Boulevard de Julien Duvivier et La Leçon de cinéma de François Truffaut
Festival de Cannes 1959 : la Palme d’or est attribuée à Orfeu Negro, de Marcel Camus. Autre film mémorable du même palmarès : Les 400 Coups, Prix de la mise en scène. Cette dernière récompense peut dans une certaine mesure surprendre, quand on sait que Julien Duvivier faisait cette année-là partie du jury. Certes, Truffaut critique avait mis un peu, et même beaucoup, d’eau dans son vin à propos de celui-ci dans sa critique de Voici le temps des assassins parue dans Arts en 1956 (1), mais il n’en reste pas moins que le nom de Duvivier faisait partie de la liste des représentants de la « qualité française » honnie et vilipendée par les Cahiers : la diversité même de ses films était bien la preuve qu’il n’était en aucune façon un auteur !
Donc, Duvivier n’avait pas profité de sa situation de juré pour se venger.
Il le fit toutefois de manière plus subtile – plus perverse peut-être ? – l’année suivante, en attribuant à Jean-Pierre Léaud le premier rôle de Boulevard, film inspiré officiellement d’un roman de Robert Sabatier, mais qui, à maints égards, a des allures de suite des 400 Coups, avec un scénario qui est comme le développement de certains dialogues du film de Truffaut. Comme on l’explique très justement dans l’un des bonus proposés dans le combo qui vient d’être édité chez Pathé, Duvivier prouvait avec ce film qu’il savait faire aussi bien que la Nouvelle Vague. Mais il n’entendait pas tant copier son style que le pasticher.
Le jeune Jojo, qui ne peut plus supporter sa belle-mère et qui en veut à son père de se laisser mener par le bout du nez par cette harpie, a claqué la porte pour aller s’installer dans une chambre située dans les combles d’un immeuble de Pigalle. Il tombe amoureux de sa voisine de palier, strip-teaseuse de son métier (Magali Noël, qu’on trouvait la même année au générique de La Dolce Vita), mais celle-ci a un amant (Pierre Mondy), ce qui ne simplifie évidemment pas les choses, même si celui-ci est un boxeur sur le retour qui ne fera jamais son retour et qui se contente d’être un homme entretenu. Cette désillusion et quelques autres du même type contribuent à faire germer des idées suicidaires dans la tête de Jojo, qui les mettrait peut-être à exécution si un end légèrement happy ne venait l’arrêter dans ses élans autodestructeurs.

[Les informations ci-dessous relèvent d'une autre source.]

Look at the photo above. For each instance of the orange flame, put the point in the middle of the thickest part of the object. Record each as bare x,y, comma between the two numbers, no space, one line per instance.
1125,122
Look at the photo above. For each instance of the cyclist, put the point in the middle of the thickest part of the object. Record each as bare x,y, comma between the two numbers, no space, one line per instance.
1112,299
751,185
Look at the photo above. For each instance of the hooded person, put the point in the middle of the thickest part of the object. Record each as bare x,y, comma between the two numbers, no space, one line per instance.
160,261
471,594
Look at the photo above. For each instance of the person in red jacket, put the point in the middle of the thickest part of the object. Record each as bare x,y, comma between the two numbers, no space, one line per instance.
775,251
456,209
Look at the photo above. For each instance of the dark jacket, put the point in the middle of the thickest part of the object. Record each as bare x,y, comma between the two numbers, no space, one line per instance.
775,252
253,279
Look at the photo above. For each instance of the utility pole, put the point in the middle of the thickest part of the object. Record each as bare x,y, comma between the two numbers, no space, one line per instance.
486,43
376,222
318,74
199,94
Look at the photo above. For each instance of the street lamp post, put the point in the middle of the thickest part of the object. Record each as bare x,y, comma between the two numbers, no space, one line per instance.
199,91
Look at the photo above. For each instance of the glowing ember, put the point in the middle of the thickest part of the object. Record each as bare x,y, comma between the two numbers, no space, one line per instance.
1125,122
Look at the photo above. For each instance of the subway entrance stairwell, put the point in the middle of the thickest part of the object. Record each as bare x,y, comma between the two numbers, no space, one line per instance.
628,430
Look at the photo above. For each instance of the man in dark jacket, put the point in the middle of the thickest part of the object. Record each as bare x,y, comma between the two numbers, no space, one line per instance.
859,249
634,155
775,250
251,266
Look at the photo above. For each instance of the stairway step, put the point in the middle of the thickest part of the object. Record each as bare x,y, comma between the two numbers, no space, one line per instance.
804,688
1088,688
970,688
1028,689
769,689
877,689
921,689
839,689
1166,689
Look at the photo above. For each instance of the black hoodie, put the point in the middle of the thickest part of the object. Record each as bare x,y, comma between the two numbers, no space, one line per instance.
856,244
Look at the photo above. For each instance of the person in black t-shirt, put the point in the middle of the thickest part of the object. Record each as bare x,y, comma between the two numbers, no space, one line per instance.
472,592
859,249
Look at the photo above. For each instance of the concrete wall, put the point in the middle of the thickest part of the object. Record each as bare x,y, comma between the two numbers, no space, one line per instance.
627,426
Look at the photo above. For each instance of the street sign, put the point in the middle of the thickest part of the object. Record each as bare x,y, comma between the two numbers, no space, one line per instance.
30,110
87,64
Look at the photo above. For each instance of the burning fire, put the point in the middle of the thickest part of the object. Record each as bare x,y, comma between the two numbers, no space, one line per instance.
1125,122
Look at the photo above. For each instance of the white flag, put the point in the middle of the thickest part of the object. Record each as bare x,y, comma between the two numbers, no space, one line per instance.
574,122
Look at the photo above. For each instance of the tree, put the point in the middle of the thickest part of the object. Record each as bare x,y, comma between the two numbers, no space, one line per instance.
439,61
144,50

Certaines scènes, donc, semblent être des références directes aux 400 Coups. Citons simplement cette course dans les rues de la butte Montmartre pour échapper aux poursuivants après un vol dans une boutique. Léaud, déjà très fidèle à lui-même, joue si faux que c’en est un plaisir. À vrai dire, ce faux sonne on ne peut plus juste, puisque le personnage est un petit garçon qui essaie de (se) prouver qu’il est déjà un grand.

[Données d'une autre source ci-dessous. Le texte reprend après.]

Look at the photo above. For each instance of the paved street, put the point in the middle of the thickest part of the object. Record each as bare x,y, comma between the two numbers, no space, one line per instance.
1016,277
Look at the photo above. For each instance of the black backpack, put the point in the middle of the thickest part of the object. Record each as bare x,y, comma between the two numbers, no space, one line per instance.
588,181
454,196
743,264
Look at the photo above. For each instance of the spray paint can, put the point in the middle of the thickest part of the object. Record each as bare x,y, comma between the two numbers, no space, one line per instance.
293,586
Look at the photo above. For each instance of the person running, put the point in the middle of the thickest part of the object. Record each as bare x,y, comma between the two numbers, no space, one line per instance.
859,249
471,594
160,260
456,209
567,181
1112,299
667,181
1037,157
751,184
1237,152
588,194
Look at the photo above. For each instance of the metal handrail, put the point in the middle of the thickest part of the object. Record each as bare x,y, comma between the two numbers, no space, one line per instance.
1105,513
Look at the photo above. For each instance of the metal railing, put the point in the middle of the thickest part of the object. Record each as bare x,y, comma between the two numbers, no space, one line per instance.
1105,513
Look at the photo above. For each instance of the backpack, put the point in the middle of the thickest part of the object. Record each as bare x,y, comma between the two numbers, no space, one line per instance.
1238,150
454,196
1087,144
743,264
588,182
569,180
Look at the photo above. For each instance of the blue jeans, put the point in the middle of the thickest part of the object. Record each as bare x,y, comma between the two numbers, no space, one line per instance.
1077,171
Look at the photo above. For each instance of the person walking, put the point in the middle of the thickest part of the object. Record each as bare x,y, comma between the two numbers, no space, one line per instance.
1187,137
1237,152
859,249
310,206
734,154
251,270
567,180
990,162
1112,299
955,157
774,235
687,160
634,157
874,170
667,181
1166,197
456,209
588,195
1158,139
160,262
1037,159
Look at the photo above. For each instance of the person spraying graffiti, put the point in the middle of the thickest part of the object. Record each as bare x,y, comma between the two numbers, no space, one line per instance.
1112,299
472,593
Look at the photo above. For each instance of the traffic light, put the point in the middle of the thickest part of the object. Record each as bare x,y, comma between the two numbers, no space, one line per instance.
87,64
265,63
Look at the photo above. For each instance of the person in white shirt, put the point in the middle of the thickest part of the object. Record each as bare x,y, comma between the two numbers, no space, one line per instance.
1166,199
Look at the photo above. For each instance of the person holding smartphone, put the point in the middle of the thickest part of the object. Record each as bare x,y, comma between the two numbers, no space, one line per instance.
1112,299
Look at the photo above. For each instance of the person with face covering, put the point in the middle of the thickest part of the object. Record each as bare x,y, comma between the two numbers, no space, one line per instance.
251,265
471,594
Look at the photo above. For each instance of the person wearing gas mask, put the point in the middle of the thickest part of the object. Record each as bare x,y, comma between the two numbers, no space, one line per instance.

Quant à Duvivier, il est là dans le choix des décors (avec une prédilection pour les toits de Paris), et surtout dans cette espèce de grisaille triste qui caractérise les rapports entre les personnages. Rien n’est jamais totalement sincère, mais rien n’est jamais totalement hypocrite non plus dans ces jeux de demi-dupes. D’ailleurs, comme dans La Fin du jour, ou comme dans Panique, adaptation du roman de Simenon Les Fiançailles de Monsieur Hire, Duvivier ne raconte pas à proprement parler une histoire – il propose plutôt une suite de portraits, ce qui implique une situation qui a peu de chances d’évoluer.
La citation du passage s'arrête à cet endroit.